Sin embargo, el éxito inesperado levantó la moral de Preuss y le llevó a decir, conmovido, en la introducción de su libro, unas bellas palabras cuyo talante en las obras científicas de nuestros días es raro encontrar: “La psicología del científico generalmente suele ignorarse por la mayoría de los hombres. La inclinación a una actividad espiritual que demanda sacrificio, además de la precisión que en estos trabajos debe observarse, paréceles más bien un síntoma de estrechez espiritual y más aún en los tiempos de preocupaciones económicas que cursamos”.
Se ha dicho también que Preuss no excavó en San Agustín de la manera “científica y exacta” que él mismo apunta. A arqueólogos modernos se les hace casi imposible que hubiera hecho un buen trabajo científico en la extracción de setenta y cinco estatuas en solo ciento ocho días que estuvo en San Agustín. En vez de describir con juicio cada entierro incluyendo la cerámica, se centró únicamente en sacar las figuras monumentales. De esta manera destruyó el contexto en el que estaban enterradas las estatuas y no dejó información para ser estudiada posteriormente. Se le reprocha además que se aprovechara de que en Colombia no había leyes contra el saqueo del patrimonio y se llevara tantos originales.
La tarde caía en medio de un cielo nublado. El vigilante se acercaba a mí a paso lento, haciéndome señas de que el parque estaba cerrando. Lo ignoré hasta que pude, mientras contemplaba la figura, la “mujer del cuenco”. Finalmente, guardé mi libreta de apuntes y mi cámara y me dirigí a la salida. En compañía de algunos de los empleados tomamos un transporte hacia San Agustín. Me tocó ir de pie, en el estribo de la parte trasera de un jeep , aferrado a los fríos hierros del capacete cargado.
Una vez puse el pie en mi cabaña, el aguacero se soltó de nuevo. Tomé una ducha caliente y luego crucé con una pequeña carrera hasta el tibio comedor del hostal. Cené y pedí una copa de vino al final. A cada sorbo aparecía el cansancio en mi cuerpo. Una cierta anestesia me empujó hacia un placentero estado de ensoñación. Las imágenes discurrían por mi mente formando líneas, esquemas simplificados de los recuerdos recientes. El camino hecho durante la jornada se sintetizó en la forma de una simple letra: la V. Había bajado por un costado del cañón y luego había ascendido por el costado contrario. En el vértice de ambos estaba el río, representado por un punto, producto de la unión de las dos líneas oblicuas. No quería volver tan pronto a casa y lo interpreté como una invitación a continuar a lo largo del río, a explorar la metamorfosis de esa escabrosa forma de simetría vertical. Quería observar cómo se profundizaba o se ampliaba y, sobre todo, cómo se proyectaba hacia afuera, hacia una dimensión que creaba un espacio a mi medida, para mis ojos.
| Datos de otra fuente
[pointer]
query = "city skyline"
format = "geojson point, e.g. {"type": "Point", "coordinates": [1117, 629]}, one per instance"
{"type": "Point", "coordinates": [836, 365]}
Tres Contenido Uno Dos Tres Cuatro Cinco Seis Siete
Los poetas dicen que la ciencia hurta la belleza de las estrellas, meros pegotes de átomos de gas.
Richard Feynman
DESIERTO DE LA TATACOA, HUILA.
Muchas veces había oído mencionar el desierto de La Tatacoa, ese pedazo de tierra yerma enclavado en el valle superior del río Magdalena. Pero hasta el momento me había sido esquivo. El lugar se convirtió en sitio turístico por las formas particulares de sus capas de arcillas, semejantes a castillos de brujas. Además, la sequedad de su cielo y la ausencia de luces de ciudades cercanas lo hicieron ideal para la observación de la bóveda celeste. Yo lo tenía aún más presente por los fósiles de animales que vivieron allí hace millones de años.
Al pasar por Neiva, en vez de dejarme llevar por la autopista que cruza el Magdalena hacia su orilla izquierda, seguí de largo por una vía secundaria rumbo a la población de Villavieja. Allí compré algo de comida y doblé al oriente, alejándome del río hacia la cordillera Oriental.